BugLink: https://bugs.launchpad.net/bugs/1791758

There might be situations where tty_ldisc_lock() has blocked, but there
is already IO on tty and it prevents line discipline changes.
It might theoretically turn into dead-lock.
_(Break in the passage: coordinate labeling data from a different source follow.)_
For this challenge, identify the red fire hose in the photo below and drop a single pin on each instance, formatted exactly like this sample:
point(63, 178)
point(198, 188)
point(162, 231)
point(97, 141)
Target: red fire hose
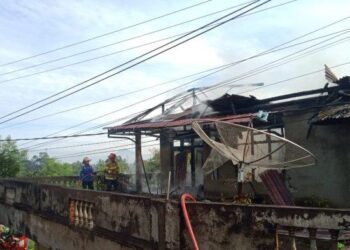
point(185, 197)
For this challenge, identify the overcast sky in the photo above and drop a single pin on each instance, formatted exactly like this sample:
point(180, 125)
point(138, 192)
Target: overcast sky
point(31, 27)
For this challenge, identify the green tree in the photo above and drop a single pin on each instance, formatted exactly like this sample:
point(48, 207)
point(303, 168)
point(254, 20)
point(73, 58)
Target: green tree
point(11, 158)
point(44, 165)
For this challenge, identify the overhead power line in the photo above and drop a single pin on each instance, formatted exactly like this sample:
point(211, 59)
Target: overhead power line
point(250, 73)
point(281, 61)
point(109, 148)
point(76, 145)
point(105, 34)
point(107, 151)
point(103, 133)
point(53, 137)
point(299, 37)
point(136, 58)
point(293, 78)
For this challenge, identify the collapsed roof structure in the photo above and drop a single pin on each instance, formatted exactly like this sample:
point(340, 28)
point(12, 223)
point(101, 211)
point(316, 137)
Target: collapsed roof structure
point(182, 152)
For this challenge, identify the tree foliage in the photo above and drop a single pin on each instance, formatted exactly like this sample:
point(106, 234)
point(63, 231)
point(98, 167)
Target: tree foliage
point(44, 165)
point(11, 159)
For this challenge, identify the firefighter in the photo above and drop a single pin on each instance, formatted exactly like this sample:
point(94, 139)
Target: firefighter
point(86, 174)
point(111, 172)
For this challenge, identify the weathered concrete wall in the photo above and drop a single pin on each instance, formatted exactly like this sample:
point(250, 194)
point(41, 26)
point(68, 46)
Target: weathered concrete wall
point(330, 178)
point(133, 221)
point(54, 235)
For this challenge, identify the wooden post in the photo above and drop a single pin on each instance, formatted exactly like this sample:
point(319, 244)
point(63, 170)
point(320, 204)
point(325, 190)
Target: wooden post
point(138, 161)
point(166, 159)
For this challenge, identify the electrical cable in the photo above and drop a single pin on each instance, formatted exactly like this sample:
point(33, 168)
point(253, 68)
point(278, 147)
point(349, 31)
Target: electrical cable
point(323, 27)
point(62, 157)
point(53, 137)
point(119, 42)
point(245, 74)
point(105, 34)
point(120, 51)
point(221, 68)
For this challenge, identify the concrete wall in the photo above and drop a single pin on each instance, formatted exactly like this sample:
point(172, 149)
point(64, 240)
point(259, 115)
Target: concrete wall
point(135, 222)
point(126, 220)
point(330, 178)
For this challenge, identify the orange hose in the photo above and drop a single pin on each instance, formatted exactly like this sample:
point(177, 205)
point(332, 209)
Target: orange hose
point(185, 197)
Basically, provide more priority to pending tty_ldisc_lock() than to
servicing reads/writes over tty.

User-visible issue was reported by Mikulas where on pa-risc with
Debian 5 reboot took either 80 seconds, 3 minutes or 3:25 after proper
locking in tty_reopen().

Cc: Jiri Slaby <[hidden email]>
Reported-by: Mikulas Patocka <[hidden email]>
Signed-off-by: Dmitry Safonov <[hidden email]>
Signed-off-by: Greg Kroah-Hartman <[hidden email]>
(cherry-picked from c96cf923a98d1b094df9f0cf97a83e118817e31b upstream)
Signed-off-by: Guilherme G. Piccoli <[hidden email]>
---
 drivers/tty/n_hdlc.c    | 4 ++--
 drivers/tty/n_r3964.c   | 2 +-
 drivers/tty/n_tty.c     | 8 ++++----
 drivers/tty/tty_ldisc.c | 7 +++++++
 include/linux/tty.h     | 7 +++++++
 5 files changed, 21 insertions(+), 7 deletions(-)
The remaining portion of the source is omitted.